On 2/9/21 6:59 PM, Dan Smith wrote:
This seemed like a good time to finally revisit https://review.opendev.org/c/openstack/devstack/+/676016 (the OSC as a service patch). Turns out it wasn't as much work to reimplement as I had expected, but hopefully this version addresses the concerns with the old one.
In my local env it takes about 3:45 off my devstack run. Not a huge amount by itself, but multiplied by thousands of jobs it could be significant.
I messed with doing this myself, I wish I had seen yours first. I never really got it to be stable enough to consider it usable because of how many places in devstack we use the return code of an osc command. I could get it to trivially work, but re-stacks and other behaviors weren't quite right. Looks like maybe your version does that properly?
It seems to. I had an issue at one point when I wasn't shutting down the systemd service during unstack, but I haven't seen any problems since I fixed that. I've done quite a few devstack runs on the same node with no failures.
Anyway, I moved on to a full parallelization of devstack, which largely lets me run all the non-dependent osc commands in parallel, in addition to all kinds of other stuff (like db syncs and various project setup). So far, that effort is giving me about a 60% performance improvement over baseline, and I can do a minimal stack on my local machine in about five minutes:
Ah, that's nice. The speedup from the parallel execution series alone was pretty comparable to just the client service in my (old and slow) env.
I think we've largely got agreement to get that merged at this point, which as you say, will definitely make some significant improvements purely because of how many times we do that in a day. If your OaaS can support parallel requests, I'd definitely be interested in pursuing that on top, although I think I've largely squeezed out the startup delay we see when we run like eight osc instances in parallel during keystone setup :)

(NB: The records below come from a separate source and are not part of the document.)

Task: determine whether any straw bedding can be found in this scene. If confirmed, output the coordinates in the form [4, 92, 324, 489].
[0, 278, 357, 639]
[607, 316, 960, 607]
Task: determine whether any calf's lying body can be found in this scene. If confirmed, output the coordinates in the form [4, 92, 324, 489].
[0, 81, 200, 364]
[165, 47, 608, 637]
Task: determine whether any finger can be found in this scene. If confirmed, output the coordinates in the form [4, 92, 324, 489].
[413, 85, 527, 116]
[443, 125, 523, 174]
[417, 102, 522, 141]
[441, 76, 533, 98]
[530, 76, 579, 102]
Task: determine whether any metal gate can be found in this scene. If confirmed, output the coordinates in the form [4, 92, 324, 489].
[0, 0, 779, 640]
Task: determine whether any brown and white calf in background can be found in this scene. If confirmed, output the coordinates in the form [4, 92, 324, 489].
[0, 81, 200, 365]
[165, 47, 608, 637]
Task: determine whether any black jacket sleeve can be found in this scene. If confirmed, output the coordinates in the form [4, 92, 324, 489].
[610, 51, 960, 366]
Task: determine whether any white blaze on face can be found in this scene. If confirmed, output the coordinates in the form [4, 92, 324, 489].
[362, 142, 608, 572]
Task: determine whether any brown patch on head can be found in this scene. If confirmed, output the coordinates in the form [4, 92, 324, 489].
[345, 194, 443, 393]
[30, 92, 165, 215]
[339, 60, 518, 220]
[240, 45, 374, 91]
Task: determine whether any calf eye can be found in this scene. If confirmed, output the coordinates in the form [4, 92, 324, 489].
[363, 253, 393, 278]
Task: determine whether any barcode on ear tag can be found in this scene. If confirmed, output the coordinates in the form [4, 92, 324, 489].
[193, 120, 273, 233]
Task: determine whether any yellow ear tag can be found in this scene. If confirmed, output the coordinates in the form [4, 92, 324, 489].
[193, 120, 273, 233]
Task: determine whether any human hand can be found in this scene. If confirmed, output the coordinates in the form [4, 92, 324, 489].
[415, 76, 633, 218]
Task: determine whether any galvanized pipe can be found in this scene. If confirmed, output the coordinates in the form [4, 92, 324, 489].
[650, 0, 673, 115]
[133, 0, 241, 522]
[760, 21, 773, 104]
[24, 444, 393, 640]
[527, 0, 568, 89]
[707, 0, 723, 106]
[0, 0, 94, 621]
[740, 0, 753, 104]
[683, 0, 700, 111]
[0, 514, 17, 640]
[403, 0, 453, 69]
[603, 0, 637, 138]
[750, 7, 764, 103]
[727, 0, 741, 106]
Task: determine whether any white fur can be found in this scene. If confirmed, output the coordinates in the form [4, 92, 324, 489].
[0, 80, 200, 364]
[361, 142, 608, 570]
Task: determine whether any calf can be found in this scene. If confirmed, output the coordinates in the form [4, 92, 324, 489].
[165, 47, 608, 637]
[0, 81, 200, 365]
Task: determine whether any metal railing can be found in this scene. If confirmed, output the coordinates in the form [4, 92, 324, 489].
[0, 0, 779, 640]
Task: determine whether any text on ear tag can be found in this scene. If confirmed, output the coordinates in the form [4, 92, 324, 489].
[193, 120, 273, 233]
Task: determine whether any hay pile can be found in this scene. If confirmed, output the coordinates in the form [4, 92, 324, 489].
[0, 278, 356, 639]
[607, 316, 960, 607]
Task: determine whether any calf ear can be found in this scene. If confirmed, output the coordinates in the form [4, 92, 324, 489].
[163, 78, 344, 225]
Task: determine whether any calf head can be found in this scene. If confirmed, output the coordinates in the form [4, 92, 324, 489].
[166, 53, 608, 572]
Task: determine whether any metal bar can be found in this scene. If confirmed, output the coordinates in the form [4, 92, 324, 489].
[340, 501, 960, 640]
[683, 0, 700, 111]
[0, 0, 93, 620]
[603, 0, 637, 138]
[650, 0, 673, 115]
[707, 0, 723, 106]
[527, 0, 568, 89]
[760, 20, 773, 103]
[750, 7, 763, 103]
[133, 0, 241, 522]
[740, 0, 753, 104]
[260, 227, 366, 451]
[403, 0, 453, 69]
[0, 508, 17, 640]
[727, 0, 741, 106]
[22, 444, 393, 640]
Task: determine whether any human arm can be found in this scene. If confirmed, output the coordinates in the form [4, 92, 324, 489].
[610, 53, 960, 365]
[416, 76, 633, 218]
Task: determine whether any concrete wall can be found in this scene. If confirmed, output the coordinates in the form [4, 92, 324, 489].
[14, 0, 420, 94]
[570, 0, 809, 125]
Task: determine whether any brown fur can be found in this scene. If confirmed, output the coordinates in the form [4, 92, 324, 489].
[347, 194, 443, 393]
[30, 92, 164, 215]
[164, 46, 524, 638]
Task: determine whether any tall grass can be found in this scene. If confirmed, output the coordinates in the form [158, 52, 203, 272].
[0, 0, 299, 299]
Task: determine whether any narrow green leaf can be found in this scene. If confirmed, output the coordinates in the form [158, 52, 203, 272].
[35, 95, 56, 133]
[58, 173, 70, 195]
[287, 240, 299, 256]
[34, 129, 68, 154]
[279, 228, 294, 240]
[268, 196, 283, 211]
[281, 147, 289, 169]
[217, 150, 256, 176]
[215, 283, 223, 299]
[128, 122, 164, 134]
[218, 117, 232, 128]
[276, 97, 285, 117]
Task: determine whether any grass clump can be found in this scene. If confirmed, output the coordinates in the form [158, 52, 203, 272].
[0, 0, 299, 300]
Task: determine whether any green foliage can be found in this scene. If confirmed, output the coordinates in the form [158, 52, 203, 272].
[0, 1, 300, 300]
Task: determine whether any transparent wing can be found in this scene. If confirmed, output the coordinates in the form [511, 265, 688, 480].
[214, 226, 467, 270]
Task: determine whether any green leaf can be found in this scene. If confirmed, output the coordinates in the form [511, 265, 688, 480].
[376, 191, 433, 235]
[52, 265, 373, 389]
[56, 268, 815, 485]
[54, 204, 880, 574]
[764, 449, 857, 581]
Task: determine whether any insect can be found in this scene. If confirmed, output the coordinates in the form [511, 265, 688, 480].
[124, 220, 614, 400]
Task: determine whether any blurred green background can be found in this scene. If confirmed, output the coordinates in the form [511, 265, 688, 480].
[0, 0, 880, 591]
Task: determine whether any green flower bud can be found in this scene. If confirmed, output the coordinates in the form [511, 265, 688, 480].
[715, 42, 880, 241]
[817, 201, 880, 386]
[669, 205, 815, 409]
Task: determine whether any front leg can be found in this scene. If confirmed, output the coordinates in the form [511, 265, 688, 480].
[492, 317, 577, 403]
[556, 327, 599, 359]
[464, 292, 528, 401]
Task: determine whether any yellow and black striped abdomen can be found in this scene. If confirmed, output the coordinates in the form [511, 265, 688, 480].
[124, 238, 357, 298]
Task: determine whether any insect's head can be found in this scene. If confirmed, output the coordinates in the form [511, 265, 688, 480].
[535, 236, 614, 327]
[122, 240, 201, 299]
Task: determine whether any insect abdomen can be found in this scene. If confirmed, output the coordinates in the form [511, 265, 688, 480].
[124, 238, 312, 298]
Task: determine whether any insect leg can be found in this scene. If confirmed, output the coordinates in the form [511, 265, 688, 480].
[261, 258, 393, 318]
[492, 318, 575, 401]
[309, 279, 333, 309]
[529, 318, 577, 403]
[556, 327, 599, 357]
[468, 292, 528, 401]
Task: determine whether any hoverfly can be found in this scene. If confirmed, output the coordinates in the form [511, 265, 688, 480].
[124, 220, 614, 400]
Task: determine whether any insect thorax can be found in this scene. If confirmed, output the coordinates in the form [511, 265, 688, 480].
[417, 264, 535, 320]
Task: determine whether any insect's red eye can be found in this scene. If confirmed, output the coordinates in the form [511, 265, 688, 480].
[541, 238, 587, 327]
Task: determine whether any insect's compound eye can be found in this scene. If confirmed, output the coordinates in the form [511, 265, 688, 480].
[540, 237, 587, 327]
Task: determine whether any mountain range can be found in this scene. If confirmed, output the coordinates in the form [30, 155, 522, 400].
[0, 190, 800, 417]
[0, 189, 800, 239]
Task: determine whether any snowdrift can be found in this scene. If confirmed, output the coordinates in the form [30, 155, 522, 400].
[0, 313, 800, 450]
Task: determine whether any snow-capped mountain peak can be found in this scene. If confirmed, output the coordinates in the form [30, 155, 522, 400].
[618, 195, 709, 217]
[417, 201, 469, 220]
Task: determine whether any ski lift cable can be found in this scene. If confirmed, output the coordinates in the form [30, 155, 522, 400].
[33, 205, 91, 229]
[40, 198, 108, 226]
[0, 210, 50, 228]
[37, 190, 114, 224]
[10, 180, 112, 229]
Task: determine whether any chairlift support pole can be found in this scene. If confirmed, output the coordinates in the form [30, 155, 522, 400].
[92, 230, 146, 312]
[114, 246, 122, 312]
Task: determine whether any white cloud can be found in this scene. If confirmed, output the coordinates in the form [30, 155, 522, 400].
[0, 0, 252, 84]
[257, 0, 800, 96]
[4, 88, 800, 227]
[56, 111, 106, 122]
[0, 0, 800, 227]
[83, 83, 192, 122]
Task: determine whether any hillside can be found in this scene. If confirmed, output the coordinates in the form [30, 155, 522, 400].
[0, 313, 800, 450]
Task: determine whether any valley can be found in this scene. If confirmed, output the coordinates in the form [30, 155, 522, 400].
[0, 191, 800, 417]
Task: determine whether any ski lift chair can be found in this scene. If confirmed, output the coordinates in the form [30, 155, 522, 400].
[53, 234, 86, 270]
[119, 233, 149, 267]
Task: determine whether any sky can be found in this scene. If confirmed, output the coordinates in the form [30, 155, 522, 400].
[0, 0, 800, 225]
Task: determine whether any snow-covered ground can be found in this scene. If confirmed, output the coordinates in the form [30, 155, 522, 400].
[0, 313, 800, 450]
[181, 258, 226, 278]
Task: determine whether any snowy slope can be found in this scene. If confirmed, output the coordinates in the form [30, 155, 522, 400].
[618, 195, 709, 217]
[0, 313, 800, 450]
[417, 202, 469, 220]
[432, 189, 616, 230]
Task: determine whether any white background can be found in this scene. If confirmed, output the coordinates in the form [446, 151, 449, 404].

Surprisingly, it does seem to work. I suspect it serializes handling the multiple client calls, but it works and is still faster than just the parallel patch alone (again, in my env). The client service took about a minute off the parallel runtime. Here's the timing I see locally: Vanilla devstack: 775 Client service alone: 529 Parallel execution: 527 Parallel client service: 465 Most of the difference between the last two is shorter async_wait times because the deployment steps are taking less time. So not quite as much as before, but still a decent increase in speed.